Le 13 avril, le Maire de Bordeaux a fait voter en Conseil municipal une augmentation des impôts locaux (taxe d’habitation et taxe foncière) de 5%.
Cette décision n’est pas justifiée. Alain Juppé prend le prétexte de la baisse des dotations de l’Etat. Le Gouvernement prévoit, on le sait, 50 milliards d’euros d’économies entre 2015 et 2017 ce qui représente 4 % de l’ensemble de nos dépenses collectives. La dépense publique locale représente quant à elle un peu plus de 21 % de la dépense publique globale. C’est en référence à ce pourcentage que le Gouvernement a calculé l’effort des collectivités (11 milliards d’euros en 3 ans soit 3,6 milliards par an.
Ce chiffre est à mettre en relation avec l’ensemble de la dotation globale aux collectivités (36,5 milliards) dont il représente 10%.
Dix pour cent d’une masse totale de 21% amènent à la conclusion simple que toute augmentation des impôts locaux supérieure à 2 % ne peut être justifiée par la baisse des dotations. Je sais, c’est compliqué, mais les bons comptes font les bons contribuables à défaut de faire les bons Maires.
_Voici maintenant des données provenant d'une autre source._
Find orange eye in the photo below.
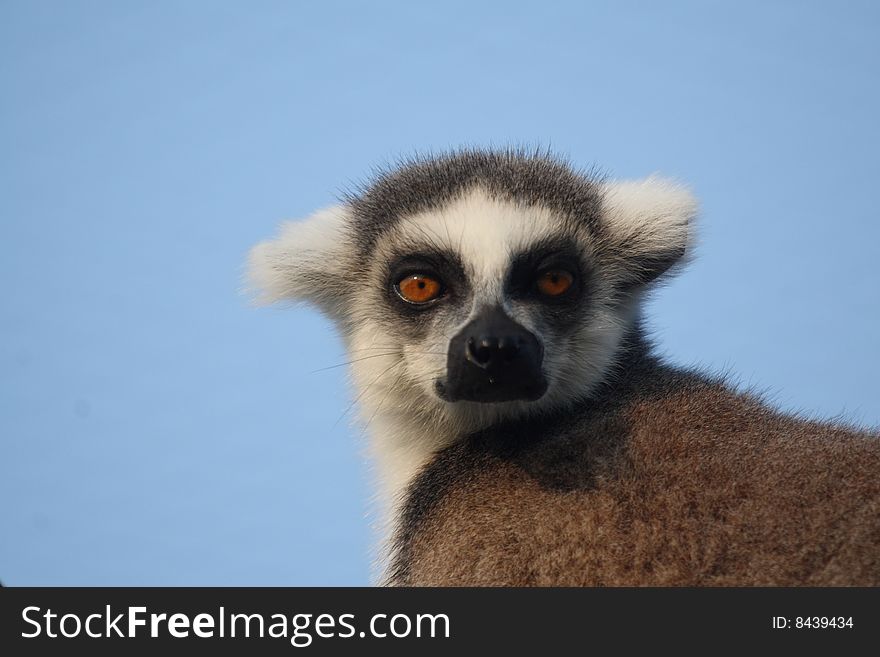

En reportant -et bien au delà- la charge de cette baisse de dotation sur les Bordelais -lesquels ont déjà été invités à participer à l’effort général par le biais de l’impôt national- le Maire exonère sa collectivité de tout effort pour au contrarie faire assumer deux fois par les contribuables, selon le principe de la double peine. Notons à propos de cette exonération d’effort que le budget municipal de fonctionnement augmente, le contraire de ce qu’imposerait la période que nous traversons.
Cette décision est également injuste : les Bordelais sont déjà largement imposés localement. Bordeaux est une ville chère par les montants des loyers et des prix de l’immobilier et cela n’est pas sans incidence sur le montant de la taxe d’habitation et de la taxe foncière puisque c’est, en fonction du marché que l’administration fiscale fixe la valeur locative de chaque bien, loyer théorique annuel. A Bordeaux, la valeur locative est très élevée (en moyenne 3 563 euros alors qu’elle n’est que de 3 098 euros à Toulouse, 3 051 euros à Nantes, 2 966 à Marseille et seulement 1 927 à Lille). Ainsi, selon les taux applicables, la valeur locative et malgré les abattements, le niveau de la taxe d’habitation moyenne situe Bordeaux en 3ème position des villes les plus imposées de France soit 696 euros (660 à Nantes, 634 à Lyon, 626 à Montpellier et 484 à Toulouse).
La Ville de Bordeaux ne peut pour autant s’enorgueillir de services publics de qualité. Les Bordelais sont en effet obligés de subir le manque de logements sociaux, de places en crèche ou encore de piscines et l’abandon de projets pourtant annoncés comme prioritaires lors de la dernière campagne électorale comme la salle des fêtes du Grand Parc, la salle de danse de Ginko, les équipements sportifs de l’ancien marché Victor Hugo. Les habitants sont de plus en plus appelés à payer des services jusqu’alors gratuits comme le stationnement ou l’entrée des collections permanentes dans les musées.
Alors, que financent en réalité ces hausses d’impôts ? des dépenses somptuaires comme le Grand Stade, la Cité municipale ou la Cité des Civilisations et du Vin dont la participation de la Ville vient de passer de 13 à 31 millions d’euros et le mauvais choix général de partenariats publics privés qui grèvent au quotidien le budget global.
Ainsi, en alourdissant la pression fiscale sur les Bordelais, le Maire de la 3ème ville de France où les impôts sont les plus élevés, fait le choix du grand, du majestueux au détriment des services de proximité, du quotidien. Il fait surtout le choix du « fauxculisme » par l’usage d’un faux prétexte (la baisse des dotations) et de mauvais calculs (celui de la hausse qui correspondrait à la perte de dotation si tant est qu’on en acceptait le principe).
Je sais : ce billet n’est pas facile à suivre. Qu’on me pardonne en pensant qu’il n’est pas non plus facile à faire, mais dans ce domaine, il faut être responsable et précis. D’autant que le Maire comme son adjoint aux finances n’hésitent pas à dénoncer le « matraquage fiscal » de notre Gouvernement.